Entretanto, existe um tipo de ignorância excessivamente patológica, quase irremediável, que se apresenta na figura de extrema sabedoria [absoluta, inclusive]. Essa é sustentada pela arrogância, pelo medo, pela teimosia, pelo egoísmo, pelo interesse e tem suas raízes na crença, no misticismo, nas superstições, nutrida por dogmas e rituais que erguem verdadeiras e impenetráveis muralhas na mente humana. Só o tempo as suprime, contudo, não é fácil.

Ela ocorre quando o indivíduo é forçado, pelo medo, a adotar a crença como a maneira mais adequada de enxergar o mundo ao redor e a desprezar o seu próprio senso racional. Logo, temeroso em reagir à sedução imposta pelas crendices, pelas superstições, ele se isola em seu microuniverso ilusório tentando fugir da realidade existente, travando uma luta desesperada consigo mesmo e com os outros na intenção de neutralizar qualquer conhecimento que não venha de seu meio.

Ao tempo em que se julga conhecedor de tudo, o dono irredutível da razão, tendo por base exclusiva primitivas apreciações dogmáticas da religião que professa. Neste estado, não admitindo o seu próprio desconhecimento de mundo, faz-se prisioneiro, bloqueia-se a novas informações, mesmo que sejam as mais óbvias.

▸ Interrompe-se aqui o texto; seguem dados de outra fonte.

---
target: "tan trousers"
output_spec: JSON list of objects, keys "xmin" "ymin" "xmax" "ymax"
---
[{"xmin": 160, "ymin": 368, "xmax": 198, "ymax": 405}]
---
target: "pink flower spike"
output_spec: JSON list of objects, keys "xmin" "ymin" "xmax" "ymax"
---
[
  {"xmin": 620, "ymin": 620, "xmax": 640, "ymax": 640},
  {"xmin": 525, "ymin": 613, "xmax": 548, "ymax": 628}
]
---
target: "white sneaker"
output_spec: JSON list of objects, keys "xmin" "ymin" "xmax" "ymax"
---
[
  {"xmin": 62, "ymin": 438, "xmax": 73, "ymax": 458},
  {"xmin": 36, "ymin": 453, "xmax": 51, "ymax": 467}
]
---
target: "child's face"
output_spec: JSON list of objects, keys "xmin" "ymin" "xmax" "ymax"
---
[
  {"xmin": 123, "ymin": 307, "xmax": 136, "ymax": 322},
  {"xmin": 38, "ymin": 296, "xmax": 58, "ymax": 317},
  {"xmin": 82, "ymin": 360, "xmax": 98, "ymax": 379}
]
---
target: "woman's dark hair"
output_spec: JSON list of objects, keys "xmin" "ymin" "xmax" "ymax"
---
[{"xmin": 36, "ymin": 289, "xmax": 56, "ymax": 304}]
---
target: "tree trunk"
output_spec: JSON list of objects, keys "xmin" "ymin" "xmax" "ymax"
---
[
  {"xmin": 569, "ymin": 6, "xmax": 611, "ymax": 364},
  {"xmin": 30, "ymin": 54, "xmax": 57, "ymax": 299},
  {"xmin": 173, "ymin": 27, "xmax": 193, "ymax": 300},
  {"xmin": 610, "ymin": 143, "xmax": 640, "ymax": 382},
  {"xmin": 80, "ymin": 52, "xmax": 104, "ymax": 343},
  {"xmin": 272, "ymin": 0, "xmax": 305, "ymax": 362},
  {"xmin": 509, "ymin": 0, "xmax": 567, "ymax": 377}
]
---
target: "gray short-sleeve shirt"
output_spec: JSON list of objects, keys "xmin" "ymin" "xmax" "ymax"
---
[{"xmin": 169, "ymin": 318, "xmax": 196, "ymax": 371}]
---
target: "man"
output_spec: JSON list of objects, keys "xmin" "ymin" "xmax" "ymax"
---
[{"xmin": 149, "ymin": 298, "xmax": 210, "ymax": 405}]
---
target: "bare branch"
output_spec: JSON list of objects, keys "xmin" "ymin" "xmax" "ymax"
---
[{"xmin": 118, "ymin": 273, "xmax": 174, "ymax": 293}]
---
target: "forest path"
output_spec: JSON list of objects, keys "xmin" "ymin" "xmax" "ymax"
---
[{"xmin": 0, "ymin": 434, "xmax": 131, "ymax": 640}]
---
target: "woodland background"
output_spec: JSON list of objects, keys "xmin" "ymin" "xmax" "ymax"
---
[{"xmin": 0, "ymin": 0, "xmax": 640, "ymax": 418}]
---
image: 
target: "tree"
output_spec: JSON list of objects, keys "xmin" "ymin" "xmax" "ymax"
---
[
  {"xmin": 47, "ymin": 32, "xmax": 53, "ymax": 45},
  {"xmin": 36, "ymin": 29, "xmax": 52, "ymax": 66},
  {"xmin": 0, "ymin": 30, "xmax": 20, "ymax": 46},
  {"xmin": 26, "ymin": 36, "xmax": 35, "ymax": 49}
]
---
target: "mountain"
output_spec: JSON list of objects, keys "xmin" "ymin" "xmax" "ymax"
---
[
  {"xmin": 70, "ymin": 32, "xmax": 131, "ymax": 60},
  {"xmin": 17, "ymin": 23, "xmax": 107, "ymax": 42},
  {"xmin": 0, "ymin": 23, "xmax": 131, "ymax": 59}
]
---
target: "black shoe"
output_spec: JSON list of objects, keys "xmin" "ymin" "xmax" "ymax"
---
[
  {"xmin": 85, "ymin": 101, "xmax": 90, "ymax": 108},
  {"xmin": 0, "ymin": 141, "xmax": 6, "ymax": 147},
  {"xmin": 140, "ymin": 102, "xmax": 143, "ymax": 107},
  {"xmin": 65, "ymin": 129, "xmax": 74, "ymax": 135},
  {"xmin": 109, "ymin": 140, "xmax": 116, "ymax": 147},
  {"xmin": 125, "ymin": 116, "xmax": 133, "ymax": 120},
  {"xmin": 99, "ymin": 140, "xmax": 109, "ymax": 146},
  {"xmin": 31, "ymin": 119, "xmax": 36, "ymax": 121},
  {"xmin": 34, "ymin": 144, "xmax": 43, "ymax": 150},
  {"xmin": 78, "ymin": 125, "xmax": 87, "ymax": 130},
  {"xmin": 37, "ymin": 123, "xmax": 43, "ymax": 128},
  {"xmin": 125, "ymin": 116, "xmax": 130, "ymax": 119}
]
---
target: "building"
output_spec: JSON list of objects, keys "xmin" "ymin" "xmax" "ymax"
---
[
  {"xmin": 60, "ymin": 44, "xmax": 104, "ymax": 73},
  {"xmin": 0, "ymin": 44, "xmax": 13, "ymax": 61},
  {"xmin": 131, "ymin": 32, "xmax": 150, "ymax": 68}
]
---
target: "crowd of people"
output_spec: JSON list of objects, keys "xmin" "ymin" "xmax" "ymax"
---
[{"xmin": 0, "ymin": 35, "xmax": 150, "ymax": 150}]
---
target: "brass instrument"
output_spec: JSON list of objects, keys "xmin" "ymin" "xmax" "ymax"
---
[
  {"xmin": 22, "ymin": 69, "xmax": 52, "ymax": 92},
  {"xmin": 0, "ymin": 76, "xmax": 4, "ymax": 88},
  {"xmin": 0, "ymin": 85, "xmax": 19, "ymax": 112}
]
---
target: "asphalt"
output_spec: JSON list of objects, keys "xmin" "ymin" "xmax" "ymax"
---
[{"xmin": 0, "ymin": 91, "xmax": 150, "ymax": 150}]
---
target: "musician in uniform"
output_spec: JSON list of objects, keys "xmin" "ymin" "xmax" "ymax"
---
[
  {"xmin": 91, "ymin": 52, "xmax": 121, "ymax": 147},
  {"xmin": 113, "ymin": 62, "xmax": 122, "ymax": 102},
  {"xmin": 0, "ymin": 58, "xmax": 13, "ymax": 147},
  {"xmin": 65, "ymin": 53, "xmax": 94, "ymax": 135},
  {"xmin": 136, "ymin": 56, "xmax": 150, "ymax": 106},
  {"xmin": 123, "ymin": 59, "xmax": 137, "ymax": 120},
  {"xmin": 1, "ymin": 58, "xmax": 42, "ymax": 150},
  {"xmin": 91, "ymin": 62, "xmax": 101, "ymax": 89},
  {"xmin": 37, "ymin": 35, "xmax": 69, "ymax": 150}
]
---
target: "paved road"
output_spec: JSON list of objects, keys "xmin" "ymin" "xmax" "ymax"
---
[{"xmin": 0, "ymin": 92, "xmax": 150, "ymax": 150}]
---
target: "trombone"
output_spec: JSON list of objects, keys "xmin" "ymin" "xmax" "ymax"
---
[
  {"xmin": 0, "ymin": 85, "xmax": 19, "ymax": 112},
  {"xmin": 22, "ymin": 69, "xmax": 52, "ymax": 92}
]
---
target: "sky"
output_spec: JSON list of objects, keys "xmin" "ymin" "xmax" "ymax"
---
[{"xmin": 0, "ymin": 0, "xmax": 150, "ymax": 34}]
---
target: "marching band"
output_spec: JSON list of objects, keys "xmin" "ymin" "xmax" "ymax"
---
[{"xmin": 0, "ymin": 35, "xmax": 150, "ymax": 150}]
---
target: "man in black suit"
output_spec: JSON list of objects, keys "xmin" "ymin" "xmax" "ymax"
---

Hipnotizado, acatando apenas ao que garante e quer seu condutor religioso, chega ao ponto de não mais assistir a um programa televisivo, ouvir o rádio, ler um livro, quando os mesmos não estão de acordo com o que pensa e/ou justifique o que entende como verdade. Antes, porém, faz seu prejulgamento excludente.

Não procura informações para se esclarecer, e sim para alicerçar mais e mais ao seu fanatismo. Sendo os assuntos escatológicos, conspiratórios e catastróficos, seus alentos preferidos para justificar suas mais absurdas crendices e com isso convencer outros a aceitá-las à força.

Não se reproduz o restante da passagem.